Soyons clairs : les déboires qu’a essuyés John Galliano il y a peu m’importent guère. Ce personnage mégalomane et décadent suscite sans doute une admiration servile autour de lui, une sorte d’idolâtrie envers ce créateur de costumes dont le génie consiste à déguiser ses clients en clowns à des tarifs indécents. Quant à moi, j’avoue avoir spontanément éprouvé une certaine joie en voyant s’abîmer ce minois précieux – à la moustache rétro et à la chevelure de starlette – au bas de la Roche tarpéienne qui sanctionne les déchéances médiatiques. Je suis persuadé, d’ailleurs, que si le vulgum pecus veut bien accepter l’existence d’une caste supérieure – pour laquelle le loyer à payer ou le ravitaillement en cocaïne ne sont pas des sources d’inquiétude – c’est parce que cette dernière sait lui offrir régulièrement le sacrifice de quelques uns de ses membres.
C’est donc la tête dudit John Galliano que la télé et internet nous ont permis de voir brandie au bout d’une pique. Mais ce n’était que justice puisqu’il avait commis l’irréparable : un dérapage verbal. Oui, c’est très grave. Un bouffon aviné qui, dans un bistro du Marais, déballe moultes horreurs à ses voisins de table met en danger la paix du monde. Forcément. Laisser impunies ses paroles, péniblement articulées par une bouche pâteuse, eût été d’une indulgence coupable. L’hydre fasciste guette, tapie au fond du moindre verre de mojito ou de gros rouge.
Là où la plupart des gens qui seraient pris à partie d’une telle façon réagiraient par l’octroi immédiat d’une gifle bien ajustée, ou simplement par un mépris affiché pour cet individu sans intérêt, d’autres eurent un réflexe tout différent. Car notre ère médiatique a vu se développer, spécialement depuis l’avènement du fameux web 2.0, une nouvelle forme de vindicte populaire. Les divers sites internet – sites d’information, de partage de vidéos, et autres blogs qui se contentent le plus souvent de répéter les bêtises des copains – ont offert un outil formidable à ceux qui affectionnent la justice à la manière de Fouquier Tinville. À toutes les époques, on a connu de ces « bons français » qui, bénévolement, servaient d’auxiliaires de police avec un zèle confondant.

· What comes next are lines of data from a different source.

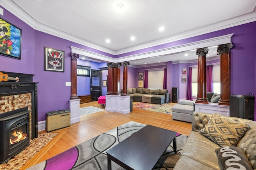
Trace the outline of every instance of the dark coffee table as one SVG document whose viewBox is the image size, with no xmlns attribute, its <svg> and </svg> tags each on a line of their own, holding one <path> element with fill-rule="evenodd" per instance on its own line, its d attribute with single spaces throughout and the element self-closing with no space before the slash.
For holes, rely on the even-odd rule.
<svg viewBox="0 0 256 170">
<path fill-rule="evenodd" d="M 126 170 L 151 170 L 173 141 L 176 153 L 176 132 L 147 125 L 107 151 L 108 170 L 113 161 Z"/>
</svg>

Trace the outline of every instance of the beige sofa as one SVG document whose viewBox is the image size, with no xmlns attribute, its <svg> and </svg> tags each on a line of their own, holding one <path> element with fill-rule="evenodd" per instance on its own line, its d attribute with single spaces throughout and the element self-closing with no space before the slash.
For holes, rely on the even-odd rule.
<svg viewBox="0 0 256 170">
<path fill-rule="evenodd" d="M 194 112 L 192 122 L 192 131 L 187 139 L 182 150 L 181 157 L 174 169 L 220 169 L 218 158 L 215 150 L 221 147 L 199 132 L 199 131 L 204 128 L 212 115 L 212 114 Z M 256 169 L 256 122 L 236 117 L 224 116 L 222 116 L 222 117 L 238 120 L 241 122 L 246 122 L 250 125 L 250 129 L 246 131 L 237 143 L 236 145 L 237 147 L 234 148 L 236 149 L 240 149 L 242 152 L 244 151 L 245 156 L 244 157 L 245 159 L 243 162 L 245 162 L 248 160 L 249 165 L 252 166 L 253 169 Z M 219 155 L 219 161 L 222 161 L 223 159 Z M 220 162 L 220 164 L 222 164 Z M 246 169 L 250 169 L 246 168 Z"/>
<path fill-rule="evenodd" d="M 134 102 L 160 104 L 170 102 L 170 94 L 167 89 L 129 88 L 127 93 Z"/>
</svg>

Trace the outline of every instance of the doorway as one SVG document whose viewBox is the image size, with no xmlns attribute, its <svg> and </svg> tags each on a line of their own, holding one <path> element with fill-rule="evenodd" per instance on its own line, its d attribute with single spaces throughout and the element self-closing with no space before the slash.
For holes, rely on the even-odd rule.
<svg viewBox="0 0 256 170">
<path fill-rule="evenodd" d="M 102 72 L 101 70 L 91 70 L 91 94 L 92 101 L 98 101 L 102 93 Z"/>
</svg>

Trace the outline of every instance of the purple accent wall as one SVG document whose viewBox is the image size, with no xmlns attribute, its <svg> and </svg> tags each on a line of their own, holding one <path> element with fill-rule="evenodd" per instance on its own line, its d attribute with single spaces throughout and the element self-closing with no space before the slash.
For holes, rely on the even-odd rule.
<svg viewBox="0 0 256 170">
<path fill-rule="evenodd" d="M 234 94 L 245 94 L 248 92 L 252 92 L 254 94 L 256 93 L 256 39 L 255 38 L 256 37 L 256 31 L 255 31 L 256 30 L 256 21 L 114 56 L 35 31 L 8 11 L 3 9 L 4 16 L 0 16 L 22 30 L 22 53 L 21 60 L 0 55 L 1 71 L 35 74 L 34 80 L 39 83 L 38 121 L 46 119 L 45 114 L 48 111 L 69 107 L 68 100 L 71 96 L 71 87 L 66 86 L 65 82 L 71 82 L 71 59 L 70 57 L 71 46 L 113 58 L 118 58 L 234 33 L 231 38 L 234 47 L 231 50 L 231 93 Z M 65 51 L 64 72 L 44 70 L 45 47 Z M 172 86 L 184 88 L 183 85 L 180 84 L 180 77 L 181 76 L 179 74 L 177 74 L 178 72 L 177 70 L 179 70 L 179 71 L 180 68 L 183 66 L 180 66 L 177 64 L 173 64 L 172 66 L 170 65 L 170 63 L 168 63 L 167 66 L 168 68 L 171 68 L 172 69 L 172 82 L 168 80 L 169 79 L 168 78 L 168 83 L 172 84 Z M 137 68 L 130 67 L 128 68 L 128 88 L 138 87 L 138 72 L 140 71 L 145 72 L 145 67 Z M 122 78 L 122 78 L 122 73 L 121 75 Z M 131 78 L 132 78 L 132 81 L 134 82 L 132 82 L 132 81 L 130 81 Z M 121 87 L 121 89 L 122 88 Z M 179 90 L 180 92 L 182 89 L 180 89 Z M 180 97 L 180 98 L 184 98 L 184 97 Z"/>
</svg>

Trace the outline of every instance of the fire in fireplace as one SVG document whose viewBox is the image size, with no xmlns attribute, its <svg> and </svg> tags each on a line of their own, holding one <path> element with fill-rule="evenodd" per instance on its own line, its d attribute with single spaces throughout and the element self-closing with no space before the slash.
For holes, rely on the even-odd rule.
<svg viewBox="0 0 256 170">
<path fill-rule="evenodd" d="M 26 107 L 0 114 L 0 163 L 30 144 L 30 112 Z"/>
</svg>

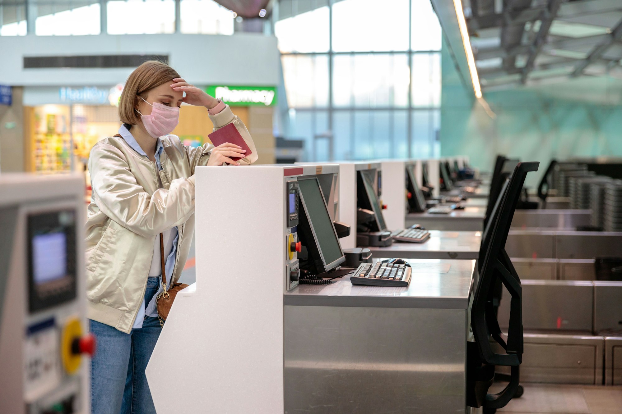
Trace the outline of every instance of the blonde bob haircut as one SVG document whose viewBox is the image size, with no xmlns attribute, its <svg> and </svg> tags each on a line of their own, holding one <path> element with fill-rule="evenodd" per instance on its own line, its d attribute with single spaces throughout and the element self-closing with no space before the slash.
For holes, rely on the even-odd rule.
<svg viewBox="0 0 622 414">
<path fill-rule="evenodd" d="M 155 60 L 149 60 L 134 70 L 128 78 L 119 99 L 119 117 L 124 124 L 141 123 L 141 116 L 136 112 L 138 97 L 145 98 L 150 90 L 165 82 L 171 82 L 179 74 L 172 67 Z"/>
</svg>

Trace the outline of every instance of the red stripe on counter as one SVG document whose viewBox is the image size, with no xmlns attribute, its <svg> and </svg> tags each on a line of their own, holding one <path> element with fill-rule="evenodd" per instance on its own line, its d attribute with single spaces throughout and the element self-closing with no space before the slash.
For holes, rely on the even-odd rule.
<svg viewBox="0 0 622 414">
<path fill-rule="evenodd" d="M 304 170 L 302 168 L 285 168 L 283 170 L 283 175 L 289 177 L 290 175 L 300 175 Z"/>
<path fill-rule="evenodd" d="M 183 267 L 183 270 L 187 270 L 191 267 L 194 267 L 197 265 L 197 258 L 190 257 L 186 260 L 186 265 Z"/>
</svg>

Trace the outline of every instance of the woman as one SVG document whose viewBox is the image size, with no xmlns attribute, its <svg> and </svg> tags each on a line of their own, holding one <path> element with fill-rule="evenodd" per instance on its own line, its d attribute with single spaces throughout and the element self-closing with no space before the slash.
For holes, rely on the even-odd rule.
<svg viewBox="0 0 622 414">
<path fill-rule="evenodd" d="M 185 96 L 183 93 L 185 93 Z M 182 102 L 205 106 L 215 130 L 233 122 L 253 154 L 238 145 L 183 145 L 169 135 Z M 167 65 L 137 68 L 119 103 L 119 134 L 91 150 L 93 197 L 86 229 L 88 316 L 97 340 L 92 361 L 94 414 L 155 413 L 145 368 L 160 334 L 155 297 L 165 272 L 179 278 L 194 232 L 195 167 L 257 159 L 253 140 L 228 106 L 187 83 Z"/>
</svg>

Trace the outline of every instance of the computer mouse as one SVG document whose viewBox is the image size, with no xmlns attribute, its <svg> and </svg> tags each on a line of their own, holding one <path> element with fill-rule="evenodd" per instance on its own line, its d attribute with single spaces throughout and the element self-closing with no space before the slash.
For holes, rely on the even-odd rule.
<svg viewBox="0 0 622 414">
<path fill-rule="evenodd" d="M 390 263 L 391 264 L 403 264 L 407 267 L 411 267 L 410 264 L 407 262 L 403 259 L 397 259 L 397 258 L 391 259 L 388 262 L 387 262 L 387 263 Z"/>
</svg>

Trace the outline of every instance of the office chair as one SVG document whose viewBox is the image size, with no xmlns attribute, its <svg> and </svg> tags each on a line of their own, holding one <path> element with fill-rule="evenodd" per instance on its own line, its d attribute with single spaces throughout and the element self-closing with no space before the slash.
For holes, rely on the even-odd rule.
<svg viewBox="0 0 622 414">
<path fill-rule="evenodd" d="M 490 240 L 485 246 L 482 270 L 471 310 L 471 326 L 475 342 L 466 344 L 466 402 L 470 407 L 483 407 L 485 413 L 494 413 L 514 398 L 520 386 L 522 361 L 522 313 L 521 280 L 505 251 L 516 203 L 527 173 L 537 171 L 538 162 L 520 162 L 507 181 L 503 198 L 498 203 L 494 221 L 490 223 Z M 493 306 L 497 279 L 511 296 L 508 335 L 501 333 Z M 505 351 L 496 354 L 490 337 Z M 509 383 L 498 393 L 488 393 L 494 379 L 494 366 L 511 367 Z"/>
<path fill-rule="evenodd" d="M 488 193 L 488 204 L 486 207 L 486 214 L 484 215 L 484 228 L 488 224 L 488 220 L 492 214 L 493 208 L 494 203 L 499 198 L 499 194 L 503 185 L 503 179 L 501 178 L 501 171 L 503 170 L 503 164 L 508 160 L 504 155 L 501 154 L 497 155 L 494 160 L 494 168 L 493 169 L 493 177 L 490 180 L 490 192 Z"/>
</svg>

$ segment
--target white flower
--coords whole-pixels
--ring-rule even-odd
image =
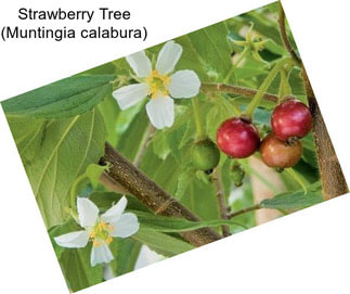
[[[140,84],[121,87],[113,92],[121,110],[127,110],[145,97],[151,97],[146,105],[150,120],[157,129],[171,127],[174,119],[171,98],[191,98],[199,92],[200,81],[193,71],[173,74],[182,54],[182,47],[174,41],[167,42],[160,50],[156,68],[152,71],[150,59],[144,51],[127,56],[127,62],[141,80]]]
[[[139,221],[134,214],[124,214],[127,199],[121,197],[116,205],[99,216],[99,208],[90,200],[78,197],[77,208],[81,231],[66,233],[54,238],[62,247],[81,248],[92,242],[90,264],[108,264],[114,256],[108,247],[114,237],[127,238],[139,230]]]

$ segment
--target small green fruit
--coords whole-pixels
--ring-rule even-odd
[[[209,139],[196,142],[192,148],[193,165],[207,174],[217,167],[220,161],[220,151]],[[211,174],[211,172],[210,172]]]
[[[234,161],[231,166],[231,179],[235,187],[241,187],[246,172],[244,171],[242,165]]]

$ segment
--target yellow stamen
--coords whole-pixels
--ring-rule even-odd
[[[168,75],[160,75],[157,69],[154,69],[152,74],[146,77],[146,82],[150,86],[150,95],[153,99],[169,95],[168,86],[171,79]]]
[[[103,244],[109,245],[113,242],[112,232],[114,226],[105,221],[98,222],[90,231],[90,240],[94,247],[100,247]]]

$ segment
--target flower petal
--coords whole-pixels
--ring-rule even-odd
[[[125,111],[144,99],[148,92],[150,86],[142,82],[121,87],[112,94],[117,100],[120,110]]]
[[[54,241],[61,247],[81,248],[88,244],[89,233],[87,231],[66,233],[66,234],[55,237]]]
[[[102,244],[98,247],[92,247],[90,264],[94,267],[98,264],[109,264],[114,259],[114,256],[107,244]]]
[[[92,201],[83,197],[78,197],[77,208],[80,226],[91,228],[96,223],[99,217],[99,208]]]
[[[166,42],[158,54],[156,69],[166,75],[173,71],[182,54],[182,47],[174,41]]]
[[[173,98],[191,98],[199,93],[200,80],[193,71],[179,71],[170,77],[168,90]]]
[[[138,217],[134,214],[128,213],[121,215],[119,220],[114,225],[114,231],[112,232],[113,237],[127,238],[134,234],[139,228],[140,223]]]
[[[126,196],[122,196],[116,205],[112,206],[107,212],[105,212],[101,216],[101,219],[108,223],[117,222],[125,208],[127,207],[127,204],[128,200],[126,199]]]
[[[170,97],[151,99],[146,104],[150,120],[157,129],[171,127],[174,119],[173,100]]]
[[[138,77],[144,78],[151,75],[152,64],[143,50],[126,56],[126,60]]]

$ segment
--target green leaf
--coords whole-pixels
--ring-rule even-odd
[[[150,212],[150,209],[134,196],[126,195],[126,197],[128,200],[128,209]],[[94,192],[89,195],[89,200],[99,206],[101,213],[109,209],[120,199],[121,195],[115,192]]]
[[[323,202],[321,184],[311,186],[311,190],[281,193],[273,199],[263,200],[260,205],[263,208],[274,209],[302,209]]]
[[[218,227],[222,225],[244,227],[241,223],[237,223],[233,220],[212,219],[191,221],[184,218],[155,216],[145,212],[133,210],[133,213],[138,216],[142,229],[155,230],[160,232],[185,232],[202,228]]]
[[[99,110],[103,117],[103,120],[107,130],[107,139],[113,146],[117,144],[118,131],[116,128],[118,117],[120,115],[120,108],[117,101],[113,97],[106,97],[104,101],[99,104]]]
[[[115,277],[119,277],[134,269],[142,244],[130,238],[114,239],[109,245],[115,259],[111,263]]]
[[[190,243],[181,239],[168,235],[166,233],[157,232],[155,230],[142,229],[131,237],[147,245],[151,250],[164,256],[174,256],[194,248]]]
[[[44,127],[37,123],[31,131],[38,132],[38,139],[34,140],[21,137],[22,118],[8,120],[47,227],[61,223],[67,216],[65,207],[73,182],[104,153],[106,133],[99,111],[49,120]]]
[[[103,282],[103,267],[91,267],[90,255],[91,243],[85,248],[66,250],[61,256],[60,265],[73,292]]]
[[[224,23],[217,23],[187,35],[205,64],[222,77],[232,66],[228,33]]]
[[[75,76],[2,102],[9,116],[64,118],[83,114],[112,91],[114,75]]]

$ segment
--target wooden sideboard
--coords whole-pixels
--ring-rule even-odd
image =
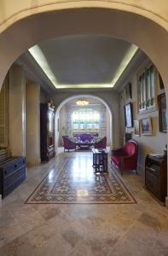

Aussi, si internet et les divers réseaux sociaux n’ont rien de mauvais en soi, un usage pervers peut en être fait, ce qui n’est pas rare. On y dénonce allègrement, moins par souci de vérité que par goût du sang versé à peu de frais. Les gens qui pensent que l’homme d’aujourd’hui est plus civilisé que ses ancêtres sont soit naïfs soit idéologues. Nous sommes pétris de la même glaise que Caïn meurtrier de son frère. Et ces clients de bar se faisant insulter par un énergumène pris de boisson auraient pu régler ce différend « sur le pré ». Ils ont préféré le laisser pérorer lamentablement en le filmant avec leur iPhone. Ils savaient exactement ce qu’ils faisaient. Et ce qui attendrait cette idole invertie et excentrique, une fois la vidéo publiée : une chute rapide, douloureuse et spectaculaire.
Ce sont des citoyens irréprochables qui, jadis, dénoncèrent leur voisin pendant la guerre ou firent tondre leur voisine à la libération. Aujourd’hui, ils ont de dignes successeurs parmi les adeptes des nouvelles technologies.
Sinon, je voulais ajouter un truc, mais j’ai oublié quoi.